Yesterday I've upgraded some packages on my Debian system. Surprisingly applications using Gnome libraries stopped to open URIs using applications defined in GConf /desktop/gnome/url-handlers. So I've checked if gnome-open is able to open a URI:
$ gnome-open http://wodny.org Error showing url: No application is registered as handling this file
The short (picture) version of the text below is available.
This was interesting. I realized that gnome-open first downloaded headers from the specified URI and then searched for a helper application according to the found Content-Type.
At first I was surprised that some Gnome libs do secret work behind my back.
The ability to download something in the background comes from backends installed. The HTTP one came from the gvfs-backends package.
So I was dealing with the GVfs "a userspace virtual file system with backends for protocols like SFTP, FTP, DAV, SMB, ObexFTP. GVFS is the replacement for GNOME-VFS". Specifically I was also dealing with its part - GIO "a new shared library that is part of GLib and provides the API for GVFS".
So I read some API documentation. This was quite fun. GIO can take a URI from me and provide a magic File interface to it. I looked through some source code. I like the magical special function called g_app_info_launch_default_for_uri. It first searches for a handler for the scheme used (for example http) and if it doesn't find one - it determines the content type using a backend. For the HTTP backend a HEAD request is sent and the Content-Type header is used. Then it searches for a handler for that content type.

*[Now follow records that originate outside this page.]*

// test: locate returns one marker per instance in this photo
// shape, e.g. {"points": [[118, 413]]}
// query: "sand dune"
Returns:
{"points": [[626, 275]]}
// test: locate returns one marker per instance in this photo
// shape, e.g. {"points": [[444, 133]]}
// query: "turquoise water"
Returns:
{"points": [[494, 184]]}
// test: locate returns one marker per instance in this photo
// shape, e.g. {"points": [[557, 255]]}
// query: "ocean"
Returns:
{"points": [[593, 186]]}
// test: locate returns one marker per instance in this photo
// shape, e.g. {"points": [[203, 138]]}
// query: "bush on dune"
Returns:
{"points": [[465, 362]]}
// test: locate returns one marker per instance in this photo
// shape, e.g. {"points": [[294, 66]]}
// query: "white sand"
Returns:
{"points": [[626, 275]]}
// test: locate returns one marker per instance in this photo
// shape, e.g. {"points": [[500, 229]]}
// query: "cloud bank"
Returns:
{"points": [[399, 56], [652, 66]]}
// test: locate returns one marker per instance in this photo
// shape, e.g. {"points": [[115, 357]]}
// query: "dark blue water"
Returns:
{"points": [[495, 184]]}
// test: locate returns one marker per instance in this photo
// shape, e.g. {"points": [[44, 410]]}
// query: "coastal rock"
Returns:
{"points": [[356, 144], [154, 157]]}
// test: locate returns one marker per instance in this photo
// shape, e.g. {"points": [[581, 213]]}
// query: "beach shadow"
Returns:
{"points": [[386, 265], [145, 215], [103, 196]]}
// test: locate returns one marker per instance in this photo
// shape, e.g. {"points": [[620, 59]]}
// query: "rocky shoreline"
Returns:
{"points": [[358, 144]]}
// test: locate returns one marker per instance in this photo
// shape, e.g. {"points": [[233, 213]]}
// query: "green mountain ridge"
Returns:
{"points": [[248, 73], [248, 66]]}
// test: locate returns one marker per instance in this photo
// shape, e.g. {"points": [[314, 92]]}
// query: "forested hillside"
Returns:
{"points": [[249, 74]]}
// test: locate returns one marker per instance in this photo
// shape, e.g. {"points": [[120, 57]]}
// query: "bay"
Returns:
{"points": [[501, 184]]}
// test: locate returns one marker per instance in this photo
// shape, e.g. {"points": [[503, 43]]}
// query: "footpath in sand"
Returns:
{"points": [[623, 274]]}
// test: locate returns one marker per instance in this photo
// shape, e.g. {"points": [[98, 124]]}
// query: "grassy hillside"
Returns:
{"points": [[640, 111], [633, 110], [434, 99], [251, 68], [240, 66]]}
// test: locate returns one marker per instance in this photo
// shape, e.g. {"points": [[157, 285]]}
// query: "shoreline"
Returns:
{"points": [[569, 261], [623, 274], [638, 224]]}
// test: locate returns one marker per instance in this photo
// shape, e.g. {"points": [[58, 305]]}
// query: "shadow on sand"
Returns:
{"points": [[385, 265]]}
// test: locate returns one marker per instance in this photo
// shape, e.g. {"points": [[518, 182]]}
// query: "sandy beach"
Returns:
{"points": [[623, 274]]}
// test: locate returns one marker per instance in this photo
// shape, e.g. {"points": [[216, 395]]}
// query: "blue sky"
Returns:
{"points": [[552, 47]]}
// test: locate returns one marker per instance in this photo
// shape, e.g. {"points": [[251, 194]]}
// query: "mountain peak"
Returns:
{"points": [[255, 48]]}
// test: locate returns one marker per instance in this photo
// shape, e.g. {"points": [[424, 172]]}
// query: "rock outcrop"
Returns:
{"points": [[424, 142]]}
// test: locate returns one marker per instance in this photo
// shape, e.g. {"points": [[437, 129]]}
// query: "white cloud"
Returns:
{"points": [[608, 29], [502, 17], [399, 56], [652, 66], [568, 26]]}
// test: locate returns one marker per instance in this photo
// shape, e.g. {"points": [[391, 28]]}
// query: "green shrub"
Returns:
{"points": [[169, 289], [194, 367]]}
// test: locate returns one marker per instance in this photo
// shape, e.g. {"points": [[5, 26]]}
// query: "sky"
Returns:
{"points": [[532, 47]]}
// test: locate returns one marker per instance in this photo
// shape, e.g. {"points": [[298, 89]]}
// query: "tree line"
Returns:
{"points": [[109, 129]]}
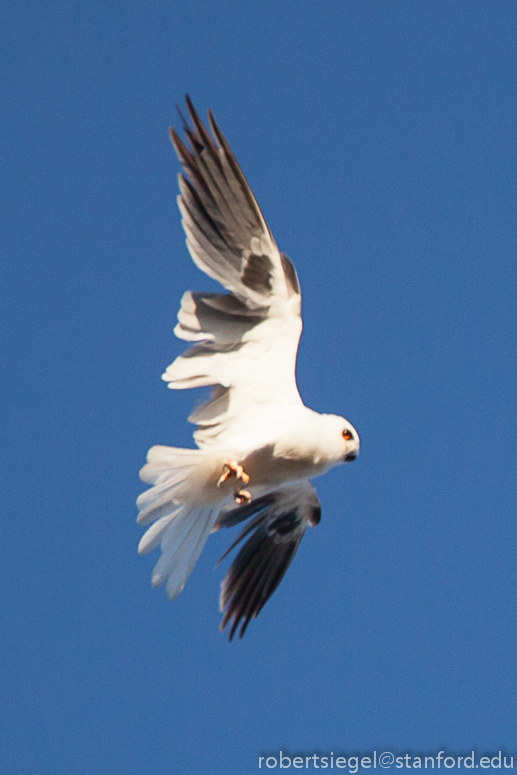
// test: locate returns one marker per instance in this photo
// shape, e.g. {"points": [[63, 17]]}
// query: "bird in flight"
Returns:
{"points": [[258, 445]]}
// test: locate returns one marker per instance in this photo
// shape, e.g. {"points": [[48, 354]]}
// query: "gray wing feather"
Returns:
{"points": [[277, 525], [227, 235]]}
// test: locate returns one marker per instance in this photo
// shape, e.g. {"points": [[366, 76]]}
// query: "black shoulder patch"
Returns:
{"points": [[290, 274], [315, 516], [257, 274]]}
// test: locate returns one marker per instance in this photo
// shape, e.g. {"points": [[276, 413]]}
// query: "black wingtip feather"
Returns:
{"points": [[262, 561]]}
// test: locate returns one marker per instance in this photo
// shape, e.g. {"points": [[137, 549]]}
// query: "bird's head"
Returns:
{"points": [[351, 442], [341, 440]]}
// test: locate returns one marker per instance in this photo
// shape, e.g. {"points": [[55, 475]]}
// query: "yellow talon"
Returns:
{"points": [[242, 496]]}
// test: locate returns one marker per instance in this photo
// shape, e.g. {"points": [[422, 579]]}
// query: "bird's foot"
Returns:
{"points": [[232, 469], [242, 497]]}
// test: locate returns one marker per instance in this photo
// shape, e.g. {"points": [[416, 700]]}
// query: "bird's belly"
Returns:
{"points": [[266, 469]]}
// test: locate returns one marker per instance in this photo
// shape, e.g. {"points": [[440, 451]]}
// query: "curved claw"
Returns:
{"points": [[242, 496], [233, 469]]}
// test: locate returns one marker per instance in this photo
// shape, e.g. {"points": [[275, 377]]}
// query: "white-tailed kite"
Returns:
{"points": [[258, 445]]}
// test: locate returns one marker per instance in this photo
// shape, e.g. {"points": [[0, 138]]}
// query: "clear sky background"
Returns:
{"points": [[380, 140]]}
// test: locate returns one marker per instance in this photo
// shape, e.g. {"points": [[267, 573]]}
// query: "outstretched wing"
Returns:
{"points": [[246, 339], [278, 523]]}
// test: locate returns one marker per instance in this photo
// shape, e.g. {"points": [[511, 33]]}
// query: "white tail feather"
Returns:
{"points": [[183, 505]]}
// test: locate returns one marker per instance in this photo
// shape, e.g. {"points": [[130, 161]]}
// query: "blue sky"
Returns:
{"points": [[380, 140]]}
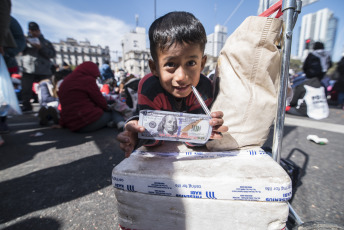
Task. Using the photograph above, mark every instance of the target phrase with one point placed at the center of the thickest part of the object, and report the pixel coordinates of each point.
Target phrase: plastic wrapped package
(141, 211)
(174, 187)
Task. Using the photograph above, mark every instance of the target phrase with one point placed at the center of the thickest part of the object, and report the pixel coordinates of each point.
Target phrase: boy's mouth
(182, 88)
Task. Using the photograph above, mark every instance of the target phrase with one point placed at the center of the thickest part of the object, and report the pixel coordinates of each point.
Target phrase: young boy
(177, 43)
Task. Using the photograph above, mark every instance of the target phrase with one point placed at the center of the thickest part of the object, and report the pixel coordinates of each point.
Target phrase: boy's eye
(170, 64)
(191, 63)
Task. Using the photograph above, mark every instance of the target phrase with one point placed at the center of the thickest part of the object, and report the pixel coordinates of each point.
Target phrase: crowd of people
(91, 97)
(312, 91)
(84, 99)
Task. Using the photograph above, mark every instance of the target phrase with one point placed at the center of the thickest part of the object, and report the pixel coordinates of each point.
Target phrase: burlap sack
(247, 77)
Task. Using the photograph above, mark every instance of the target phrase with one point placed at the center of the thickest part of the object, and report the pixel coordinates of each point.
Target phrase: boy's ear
(152, 66)
(204, 60)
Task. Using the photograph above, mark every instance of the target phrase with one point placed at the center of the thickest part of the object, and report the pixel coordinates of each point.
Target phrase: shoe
(26, 109)
(53, 115)
(43, 116)
(120, 125)
(4, 128)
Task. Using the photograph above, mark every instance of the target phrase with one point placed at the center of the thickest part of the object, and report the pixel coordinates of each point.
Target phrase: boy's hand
(217, 123)
(128, 138)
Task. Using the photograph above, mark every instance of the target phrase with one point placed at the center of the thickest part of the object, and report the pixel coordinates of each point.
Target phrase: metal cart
(291, 10)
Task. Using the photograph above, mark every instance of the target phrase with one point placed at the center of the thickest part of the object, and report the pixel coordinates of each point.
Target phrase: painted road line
(314, 124)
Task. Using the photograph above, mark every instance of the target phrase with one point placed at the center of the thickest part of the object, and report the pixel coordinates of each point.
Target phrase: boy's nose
(180, 74)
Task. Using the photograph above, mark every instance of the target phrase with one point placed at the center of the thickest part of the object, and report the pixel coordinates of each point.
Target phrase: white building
(320, 26)
(75, 53)
(136, 62)
(216, 41)
(135, 52)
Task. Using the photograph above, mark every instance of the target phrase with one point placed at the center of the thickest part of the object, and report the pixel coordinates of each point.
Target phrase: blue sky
(104, 22)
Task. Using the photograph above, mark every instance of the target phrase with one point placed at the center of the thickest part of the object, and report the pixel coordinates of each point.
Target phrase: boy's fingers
(216, 122)
(134, 127)
(217, 114)
(220, 128)
(123, 137)
(216, 135)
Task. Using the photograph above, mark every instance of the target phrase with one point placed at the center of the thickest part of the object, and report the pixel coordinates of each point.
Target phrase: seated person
(83, 107)
(177, 42)
(48, 102)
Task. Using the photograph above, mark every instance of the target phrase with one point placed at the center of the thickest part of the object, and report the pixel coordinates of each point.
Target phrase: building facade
(320, 26)
(135, 53)
(216, 41)
(74, 53)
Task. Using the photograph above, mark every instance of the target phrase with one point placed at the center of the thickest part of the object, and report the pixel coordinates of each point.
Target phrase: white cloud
(59, 22)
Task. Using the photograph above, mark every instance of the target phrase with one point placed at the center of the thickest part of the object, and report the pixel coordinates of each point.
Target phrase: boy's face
(178, 68)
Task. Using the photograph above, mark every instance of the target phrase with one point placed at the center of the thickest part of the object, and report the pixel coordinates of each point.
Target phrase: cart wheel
(318, 225)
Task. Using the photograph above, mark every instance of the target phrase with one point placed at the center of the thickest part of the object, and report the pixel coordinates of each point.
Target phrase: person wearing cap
(35, 62)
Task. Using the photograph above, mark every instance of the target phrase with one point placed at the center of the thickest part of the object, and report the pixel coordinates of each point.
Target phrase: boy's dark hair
(318, 46)
(176, 27)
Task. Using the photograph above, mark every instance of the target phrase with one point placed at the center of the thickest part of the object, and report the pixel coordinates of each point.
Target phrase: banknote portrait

I've also used Python to do some debug.
>>> import gio >>> gio.app_info_get_default_for_uri_scheme("http")The call returned nothing, while it should have returned something like this:
<gio.unix.DesktopAppInfo at 0xb76972d4: iceweasel>
So for some reason GConf /desktop/gnome/url-handlers settings were not taken into account and instead of ending the search on the scheme handler it continued through the content type phase (as I didn't define a handler for text/html - it has failed).
During the upgrade there was a lot of packages being installed. One of them was libfm. It comes with a module called libgiofm.so, which resides in /usr/lib/gio/modules. This module provides a GIO extension and registers an implementation of the G_DESKTOP_APP_INFO_LOOKUP_EXTENSION_POINT_NAME (gio-desktop-app-info-lookup) extension point.

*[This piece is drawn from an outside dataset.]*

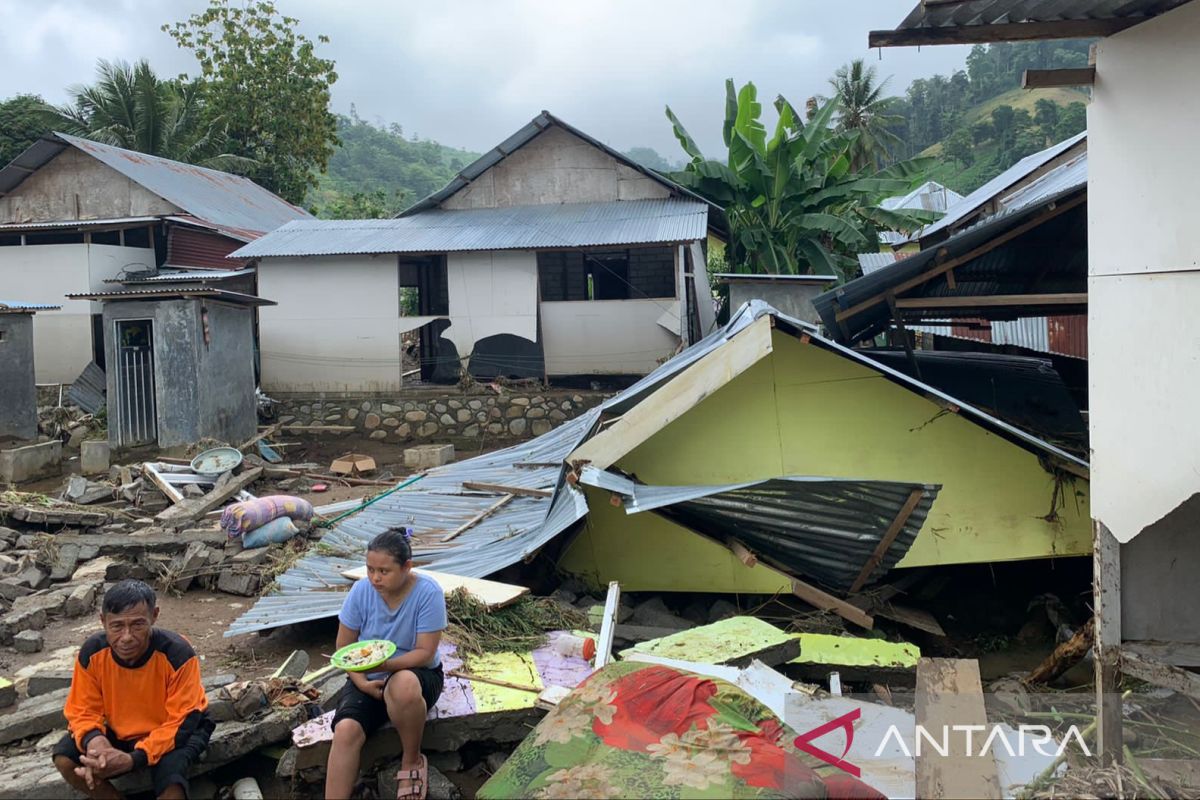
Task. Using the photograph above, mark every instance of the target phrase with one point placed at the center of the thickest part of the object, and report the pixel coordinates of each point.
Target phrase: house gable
(556, 167)
(77, 186)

Looking through /usr/lib/gio/modules/giomodule.cache I noticed that libgiofm.so isn't the only one providing this extension. There was also the libgiogconf.so module (from the gvfs package). And libgiogconf.so was here earlier as it's the Gnome's module for reading GConf settings.

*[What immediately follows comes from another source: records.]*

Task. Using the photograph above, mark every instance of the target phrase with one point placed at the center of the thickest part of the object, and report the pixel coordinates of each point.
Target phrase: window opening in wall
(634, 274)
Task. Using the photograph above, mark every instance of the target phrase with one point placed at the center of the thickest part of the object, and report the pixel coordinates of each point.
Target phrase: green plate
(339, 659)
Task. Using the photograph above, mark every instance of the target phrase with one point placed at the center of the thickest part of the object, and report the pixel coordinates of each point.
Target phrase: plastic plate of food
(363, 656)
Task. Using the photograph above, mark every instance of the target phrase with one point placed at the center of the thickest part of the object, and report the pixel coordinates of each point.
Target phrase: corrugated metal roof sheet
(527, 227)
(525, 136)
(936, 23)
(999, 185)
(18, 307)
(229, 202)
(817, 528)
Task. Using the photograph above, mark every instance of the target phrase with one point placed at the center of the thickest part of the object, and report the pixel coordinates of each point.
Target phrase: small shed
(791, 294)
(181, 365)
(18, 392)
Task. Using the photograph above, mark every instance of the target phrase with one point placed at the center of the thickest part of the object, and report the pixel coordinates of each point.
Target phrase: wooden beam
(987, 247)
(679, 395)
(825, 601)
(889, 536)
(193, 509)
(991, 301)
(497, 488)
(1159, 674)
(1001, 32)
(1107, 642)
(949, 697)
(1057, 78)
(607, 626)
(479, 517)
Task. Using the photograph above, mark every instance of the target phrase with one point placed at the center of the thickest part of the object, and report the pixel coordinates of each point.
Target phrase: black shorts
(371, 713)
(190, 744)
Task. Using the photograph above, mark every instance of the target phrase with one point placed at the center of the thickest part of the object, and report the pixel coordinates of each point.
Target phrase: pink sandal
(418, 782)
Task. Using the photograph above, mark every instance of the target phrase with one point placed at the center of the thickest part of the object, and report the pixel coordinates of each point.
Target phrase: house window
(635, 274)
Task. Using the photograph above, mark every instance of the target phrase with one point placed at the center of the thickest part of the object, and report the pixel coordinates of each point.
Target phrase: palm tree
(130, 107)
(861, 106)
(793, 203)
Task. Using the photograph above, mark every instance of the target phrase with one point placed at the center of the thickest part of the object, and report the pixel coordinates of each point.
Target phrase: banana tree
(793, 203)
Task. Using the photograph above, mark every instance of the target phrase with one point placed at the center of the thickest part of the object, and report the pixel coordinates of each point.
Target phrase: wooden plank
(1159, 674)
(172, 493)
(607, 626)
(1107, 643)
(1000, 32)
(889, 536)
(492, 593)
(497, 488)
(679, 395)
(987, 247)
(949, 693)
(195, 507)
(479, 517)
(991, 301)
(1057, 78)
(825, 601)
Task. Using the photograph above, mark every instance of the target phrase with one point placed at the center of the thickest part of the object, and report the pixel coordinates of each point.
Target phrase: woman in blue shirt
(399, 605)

When an extension registers itself it also sets its priority. The Gnome module registers itself with priority value of 10. The libfm one registers itself with priority value of 9 if it detects a Gnome session via the GNOME_DESKTOP_SESSION_ID environmental variable or 90 if it doesn't.
As I'm using Openbox, the module doesn't detect the variable. With priority 90 it takes precedence over the Gnome module. I didn't define scheme handlers for the libfm (for example using libfm-pref-apps) so GIO didn't know what to do with URIs.
For now I'm going to use a workaround. I will set the GNOME_DESKTOP_SESSION_ID environmental variable. But There are two problems with that:
- I don't have Gnome, but neither do I have LXDE - I just use some applications from both under Openbox
- I could set this variable for example in .bashrc, but:
- I can't really find any documentation on this variable
- I've found a comment, where someone suggests it's deprecated
I could define applications through libfm-pref-apps, but it has less options than GConf, I have a problem with launching mutt with mailto: URIs and I don't want to duplicate settings.
I've sent the libfm developers a request to change that behaviour and allow to change the priority for example via XDG system/user's settings.